TOP / BOTTOM INDICATOR SCALE OF 1 TO 10 (Zero is a
neutral reading.)
Today’s Reading: 0
Most Recent Day with a value other than Zero: -1 on 29
January (The S&P 500 was too far above its 200-dMA when sentiment is
considered.)
(1) +10 Max Bullish / -10 Max Bearish)
(2) -4 or below is a Sell sign. +4 or higher is a Buy
Sign.
MOMENTUM ANALYSIS:
TODAY’S RANKING OF
15 ETFs (Ranked Daily)
*For additional background on the ETF ranking system see
NTSM Page at…
TODAY’S RANKING OF THE DOW 30 STOCKS (Ranked Daily)
- I cut my Apple (AAPL) position in half Monday, but I
still own a large position in AAPL.
- I cut my XLK position in half Monday, but I still own a
large position in XLK.
The top ranked stock receives 100%. The rest are then
ranked based on their momentum relative to the leading stock.

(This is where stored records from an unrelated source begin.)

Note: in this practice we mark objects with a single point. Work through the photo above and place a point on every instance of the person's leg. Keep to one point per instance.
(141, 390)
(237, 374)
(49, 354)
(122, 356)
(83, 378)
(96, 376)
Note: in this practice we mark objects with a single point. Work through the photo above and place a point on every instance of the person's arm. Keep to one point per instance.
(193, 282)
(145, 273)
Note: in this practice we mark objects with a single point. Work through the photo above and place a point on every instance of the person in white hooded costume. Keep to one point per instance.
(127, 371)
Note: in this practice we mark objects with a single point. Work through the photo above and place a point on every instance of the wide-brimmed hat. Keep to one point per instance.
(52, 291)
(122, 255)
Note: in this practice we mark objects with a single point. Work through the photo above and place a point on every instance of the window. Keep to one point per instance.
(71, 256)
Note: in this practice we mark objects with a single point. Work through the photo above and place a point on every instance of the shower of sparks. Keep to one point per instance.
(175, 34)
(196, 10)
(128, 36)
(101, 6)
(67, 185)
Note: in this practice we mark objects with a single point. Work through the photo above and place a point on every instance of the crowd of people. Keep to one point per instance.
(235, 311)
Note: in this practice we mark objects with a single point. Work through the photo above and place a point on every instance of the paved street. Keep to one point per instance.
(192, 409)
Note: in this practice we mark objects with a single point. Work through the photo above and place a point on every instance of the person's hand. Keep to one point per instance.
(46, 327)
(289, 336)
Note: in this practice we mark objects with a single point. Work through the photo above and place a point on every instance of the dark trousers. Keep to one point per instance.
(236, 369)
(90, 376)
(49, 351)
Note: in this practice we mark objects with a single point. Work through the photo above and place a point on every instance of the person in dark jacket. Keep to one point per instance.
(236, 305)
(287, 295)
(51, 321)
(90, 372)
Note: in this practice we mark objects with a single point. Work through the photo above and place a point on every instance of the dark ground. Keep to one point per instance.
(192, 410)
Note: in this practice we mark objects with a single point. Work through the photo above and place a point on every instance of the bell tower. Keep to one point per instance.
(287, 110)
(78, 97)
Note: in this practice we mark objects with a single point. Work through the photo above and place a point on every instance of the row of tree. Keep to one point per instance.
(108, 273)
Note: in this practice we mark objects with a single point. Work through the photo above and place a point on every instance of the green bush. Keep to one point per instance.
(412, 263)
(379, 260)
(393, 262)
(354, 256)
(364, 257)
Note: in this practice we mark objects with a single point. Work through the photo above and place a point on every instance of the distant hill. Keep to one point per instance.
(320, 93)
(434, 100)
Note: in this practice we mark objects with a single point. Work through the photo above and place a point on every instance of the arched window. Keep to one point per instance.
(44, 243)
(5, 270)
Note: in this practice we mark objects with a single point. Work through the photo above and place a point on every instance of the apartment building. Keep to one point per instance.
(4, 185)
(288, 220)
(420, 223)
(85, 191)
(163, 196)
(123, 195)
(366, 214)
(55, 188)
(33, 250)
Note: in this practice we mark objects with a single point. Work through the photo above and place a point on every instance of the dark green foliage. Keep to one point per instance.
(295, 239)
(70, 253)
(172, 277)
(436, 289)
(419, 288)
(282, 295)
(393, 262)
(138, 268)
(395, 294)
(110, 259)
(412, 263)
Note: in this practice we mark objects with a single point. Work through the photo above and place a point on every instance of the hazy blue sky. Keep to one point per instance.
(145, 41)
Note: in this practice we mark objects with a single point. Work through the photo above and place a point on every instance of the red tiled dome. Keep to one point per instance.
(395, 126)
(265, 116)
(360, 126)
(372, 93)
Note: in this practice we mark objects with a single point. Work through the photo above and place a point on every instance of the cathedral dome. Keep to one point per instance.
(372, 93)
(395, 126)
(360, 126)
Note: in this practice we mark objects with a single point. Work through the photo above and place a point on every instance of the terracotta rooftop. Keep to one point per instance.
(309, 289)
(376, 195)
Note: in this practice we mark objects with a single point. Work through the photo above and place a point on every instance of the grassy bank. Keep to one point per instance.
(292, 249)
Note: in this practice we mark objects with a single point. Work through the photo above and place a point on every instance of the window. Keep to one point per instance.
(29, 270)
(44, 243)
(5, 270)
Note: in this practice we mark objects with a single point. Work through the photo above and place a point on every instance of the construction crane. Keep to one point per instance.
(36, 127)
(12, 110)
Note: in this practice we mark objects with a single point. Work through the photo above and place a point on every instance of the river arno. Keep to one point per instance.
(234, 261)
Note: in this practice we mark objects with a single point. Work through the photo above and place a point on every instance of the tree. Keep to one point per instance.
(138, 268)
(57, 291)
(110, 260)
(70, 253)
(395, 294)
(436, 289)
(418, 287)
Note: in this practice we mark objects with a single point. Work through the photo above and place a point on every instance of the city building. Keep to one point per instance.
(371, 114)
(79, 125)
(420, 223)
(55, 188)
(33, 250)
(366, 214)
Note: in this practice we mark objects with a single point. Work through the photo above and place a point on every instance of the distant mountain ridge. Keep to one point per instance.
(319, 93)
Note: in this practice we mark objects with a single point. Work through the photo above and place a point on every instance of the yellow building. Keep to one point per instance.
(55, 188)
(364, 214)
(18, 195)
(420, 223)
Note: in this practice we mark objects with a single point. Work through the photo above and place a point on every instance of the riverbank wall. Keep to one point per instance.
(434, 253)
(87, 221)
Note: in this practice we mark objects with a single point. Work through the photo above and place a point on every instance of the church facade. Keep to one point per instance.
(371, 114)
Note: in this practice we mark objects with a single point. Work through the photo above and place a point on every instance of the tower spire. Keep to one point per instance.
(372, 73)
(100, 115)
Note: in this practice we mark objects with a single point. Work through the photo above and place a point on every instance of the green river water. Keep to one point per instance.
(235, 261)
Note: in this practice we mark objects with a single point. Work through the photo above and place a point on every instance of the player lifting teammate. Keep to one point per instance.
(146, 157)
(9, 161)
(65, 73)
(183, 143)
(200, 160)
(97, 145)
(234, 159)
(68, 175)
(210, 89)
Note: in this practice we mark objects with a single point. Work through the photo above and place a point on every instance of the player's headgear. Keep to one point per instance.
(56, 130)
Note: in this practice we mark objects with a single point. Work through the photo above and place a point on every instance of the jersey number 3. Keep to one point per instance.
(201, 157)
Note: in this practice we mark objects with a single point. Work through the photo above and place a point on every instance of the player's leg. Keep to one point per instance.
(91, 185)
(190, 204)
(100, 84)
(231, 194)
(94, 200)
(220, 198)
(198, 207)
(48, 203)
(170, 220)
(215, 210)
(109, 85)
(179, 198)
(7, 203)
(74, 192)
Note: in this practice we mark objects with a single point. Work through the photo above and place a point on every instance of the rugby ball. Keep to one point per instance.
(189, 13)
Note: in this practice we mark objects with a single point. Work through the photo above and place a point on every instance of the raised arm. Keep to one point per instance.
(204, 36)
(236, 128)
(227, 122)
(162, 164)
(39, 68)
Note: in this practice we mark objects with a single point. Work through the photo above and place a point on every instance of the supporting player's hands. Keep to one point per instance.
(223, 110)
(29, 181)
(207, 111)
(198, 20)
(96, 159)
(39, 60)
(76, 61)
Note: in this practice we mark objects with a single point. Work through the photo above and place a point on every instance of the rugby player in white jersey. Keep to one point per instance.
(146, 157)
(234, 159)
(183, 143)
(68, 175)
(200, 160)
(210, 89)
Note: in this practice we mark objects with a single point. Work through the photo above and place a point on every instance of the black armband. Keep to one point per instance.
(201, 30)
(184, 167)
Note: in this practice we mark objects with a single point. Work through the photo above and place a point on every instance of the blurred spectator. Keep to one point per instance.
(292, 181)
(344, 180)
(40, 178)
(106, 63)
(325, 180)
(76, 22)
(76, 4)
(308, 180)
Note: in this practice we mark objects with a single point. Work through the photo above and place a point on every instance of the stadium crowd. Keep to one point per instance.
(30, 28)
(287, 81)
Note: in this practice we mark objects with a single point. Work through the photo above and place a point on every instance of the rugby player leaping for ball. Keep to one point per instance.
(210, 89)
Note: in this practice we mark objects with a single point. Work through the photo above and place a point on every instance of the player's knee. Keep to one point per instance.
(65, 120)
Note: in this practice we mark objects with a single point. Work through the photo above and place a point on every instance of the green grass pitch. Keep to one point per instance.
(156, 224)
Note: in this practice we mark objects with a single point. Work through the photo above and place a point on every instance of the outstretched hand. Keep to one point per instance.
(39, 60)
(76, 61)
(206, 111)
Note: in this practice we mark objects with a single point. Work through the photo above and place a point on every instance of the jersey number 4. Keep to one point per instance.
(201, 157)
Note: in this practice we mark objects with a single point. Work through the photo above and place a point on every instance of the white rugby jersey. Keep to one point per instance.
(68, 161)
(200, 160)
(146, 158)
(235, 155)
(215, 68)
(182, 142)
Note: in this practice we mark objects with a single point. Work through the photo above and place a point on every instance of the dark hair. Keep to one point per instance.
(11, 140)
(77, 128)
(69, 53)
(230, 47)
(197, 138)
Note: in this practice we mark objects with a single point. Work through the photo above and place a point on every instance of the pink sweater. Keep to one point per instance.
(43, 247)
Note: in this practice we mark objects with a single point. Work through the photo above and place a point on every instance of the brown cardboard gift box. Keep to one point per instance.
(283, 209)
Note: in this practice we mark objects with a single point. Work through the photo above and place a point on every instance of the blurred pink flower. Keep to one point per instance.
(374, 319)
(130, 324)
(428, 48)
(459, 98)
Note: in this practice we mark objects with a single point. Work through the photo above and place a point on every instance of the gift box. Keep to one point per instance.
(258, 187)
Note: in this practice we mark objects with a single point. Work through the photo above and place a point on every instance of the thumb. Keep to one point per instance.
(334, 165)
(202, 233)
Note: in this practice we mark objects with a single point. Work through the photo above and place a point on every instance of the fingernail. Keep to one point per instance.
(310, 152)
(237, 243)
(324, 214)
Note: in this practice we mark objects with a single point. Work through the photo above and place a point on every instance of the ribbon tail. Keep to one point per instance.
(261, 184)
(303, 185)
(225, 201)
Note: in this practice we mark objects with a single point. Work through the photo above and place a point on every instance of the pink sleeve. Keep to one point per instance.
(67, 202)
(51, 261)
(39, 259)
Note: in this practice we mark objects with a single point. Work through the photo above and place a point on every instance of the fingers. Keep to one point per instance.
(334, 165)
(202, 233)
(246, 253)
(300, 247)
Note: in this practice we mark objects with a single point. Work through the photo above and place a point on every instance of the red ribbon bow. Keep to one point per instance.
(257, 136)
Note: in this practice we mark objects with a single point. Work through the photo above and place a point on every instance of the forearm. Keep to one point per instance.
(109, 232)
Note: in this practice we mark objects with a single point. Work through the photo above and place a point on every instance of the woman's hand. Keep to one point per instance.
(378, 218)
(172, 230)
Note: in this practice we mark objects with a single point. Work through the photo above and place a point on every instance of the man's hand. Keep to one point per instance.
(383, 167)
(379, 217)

THURSDAY MARKET INTERNALS (NYSE DATA)
Market Internals remained
NEGATIVE / BEARISH on the market.
Market Internals are a decent trend-following analysis of
current market action but should not be used alone for short term trading. They
are usually right, but they are often late.
They are most useful when they diverge from the Index. In 2014, using these internals alone would
have made a 9% return vs. 13% for the S&P 500 (in on Positive, out on
Negative – no shorting).
Using the Short-term indicator in 2018 in SPY would have
made a 5% gain instead of a 6% loss for buy-and-hold. The methodology was Buy on
a POSITIVE indication and Sell on a NEGATIVE indication and stay out until the
next POSITIVE indication. The back-test included 13-buys and 13-sells, or a
trade every 2-weeks on average.
My current stock allocation is about 45% invested in
stocks as of 27 January (down from 60%). This is a conservative position
appropriate for a retiree. You may wish to have a higher or lower % invested in
stocks depending on your risk tolerance.
INTERMEDIATE / LONG-TERM INDICATOR
Thursday, the VIX, PRICE, VOLUME and SENTIMENT Indicators
were neutral. Overall, the Long-Term Indicator remained HOLD.